Every enterprise AI leader faces this question: should we build custom AI or buy off-the-shelf? In life sciences, the stakes are higher because regulatory requirements, data sensitivity, and clinical workflow integration add complexity that doesn't exist in other industries.

The Build vs. Buy Framework

I use a simple decision matrix with four dimensions:

1. Competitive Differentiation

Does this AI capability create a strategic advantage unique to your organization? If yes, consider building. If it's a commodity capability (clinical documentation, medical coding, scheduling optimization), buy it. You don't gain competitive advantage from having a slightly better clinical notes summarizer.

2. Data Uniqueness

Do you have proprietary data that would make a custom model significantly better than a generic one? Large health systems with decades of EHR data, unique patient populations, or specialized clinical protocols may have data advantages that justify building.

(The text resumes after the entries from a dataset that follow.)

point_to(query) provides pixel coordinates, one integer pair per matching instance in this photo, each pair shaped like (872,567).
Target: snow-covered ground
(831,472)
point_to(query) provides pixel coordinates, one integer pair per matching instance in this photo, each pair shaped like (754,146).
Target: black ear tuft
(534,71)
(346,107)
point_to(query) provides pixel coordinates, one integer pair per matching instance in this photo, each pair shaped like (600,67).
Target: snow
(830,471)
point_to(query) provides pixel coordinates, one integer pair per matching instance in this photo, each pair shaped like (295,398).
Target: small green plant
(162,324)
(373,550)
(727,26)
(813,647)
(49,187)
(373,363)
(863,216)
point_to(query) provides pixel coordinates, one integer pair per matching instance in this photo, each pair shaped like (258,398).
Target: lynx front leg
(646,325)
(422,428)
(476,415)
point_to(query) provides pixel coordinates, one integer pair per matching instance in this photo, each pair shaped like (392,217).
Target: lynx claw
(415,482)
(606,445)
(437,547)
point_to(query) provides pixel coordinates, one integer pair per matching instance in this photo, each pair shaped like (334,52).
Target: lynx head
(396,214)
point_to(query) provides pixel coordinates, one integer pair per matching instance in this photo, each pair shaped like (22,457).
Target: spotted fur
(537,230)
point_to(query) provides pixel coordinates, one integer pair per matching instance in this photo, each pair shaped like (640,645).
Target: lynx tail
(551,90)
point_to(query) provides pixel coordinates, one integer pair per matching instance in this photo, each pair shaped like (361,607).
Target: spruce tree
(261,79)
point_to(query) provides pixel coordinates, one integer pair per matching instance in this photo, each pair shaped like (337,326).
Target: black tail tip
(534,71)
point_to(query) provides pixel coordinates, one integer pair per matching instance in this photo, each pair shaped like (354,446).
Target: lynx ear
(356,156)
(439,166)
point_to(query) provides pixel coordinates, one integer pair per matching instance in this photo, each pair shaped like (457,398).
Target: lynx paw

Most don't.

3. Integration Complexity

How deeply does the AI need to integrate with your existing systems? Shallow integrations (standalone tools, report generators) favor buying. Deep integrations (real-time EHR embedded workflows, clinical decision support at point of care) may favor building because vendor products often can't match your specific integration needs.

4. Regulatory Requirements

Does the AI require FDA clearance or other regulatory approval? If yes, buying from a vendor who already has clearance saves 12-24 months. Building means you own the regulatory burden - submission, post-market surveillance, adverse event reporting - forever.

The Real Costs of Building

Teams consistently underestimate build costs:

  • Data engineering: $200K-$500K - cleaning, labeling, and preparing training data
  • Model development: $200K-$500K - architecture, training, evaluation
  • Integration: $100K-$300K - connecting to EHR and clinical systems
  • Validation: $50K-$200K - clinical validation, bias testing, regulatory prep
  • Ongoing maintenance: $200K-$500K/year - retraining, monitoring, compliance updates

Total first-year cost: $750K-$1.5M. Total 3-year TCO: $1.2M-$3M+. Most organizations underestimate this by 50-100%.

The Real Costs of Buying

  • License fees: $50K-$500K/year depending on scale and vendor
  • Integration: $50K-$200K - connecting vendor to your systems
  • Customization: $25K-$100K - adapting to your specific workflows
  • Training: $10K-$50K - user adoption and change management

Total first-year cost: $135K-$850K. Total 3-year TCO: $285K-$1.7M.

The Hybrid Approach: Buy First, Build Later

The smartest strategy I've seen: buy commodity AI capabilities now while building internal AI competency. Use vendor products to learn the domain, understand user needs, and accumulate data. When you have enough expertise and proprietary data, build custom solutions for your 2-3 highest-value use cases.

Key Takeaways

  • Default to buy unless you have a clear competitive differentiation argument.
  • Build costs are 2-3x higher than initial estimates. Include maintenance, retraining, and compliance in your TCO.
  • Regulatory clearance is a massive build cost. If a vendor already has FDA clearance, you're buying 12-24 months of time.
  • Buy first, build later is the lowest-risk strategy. Learn before you invest.
  • Data is the moat, not the model. If you don't have unique, proprietary data, your custom model won't outperform vendor solutions.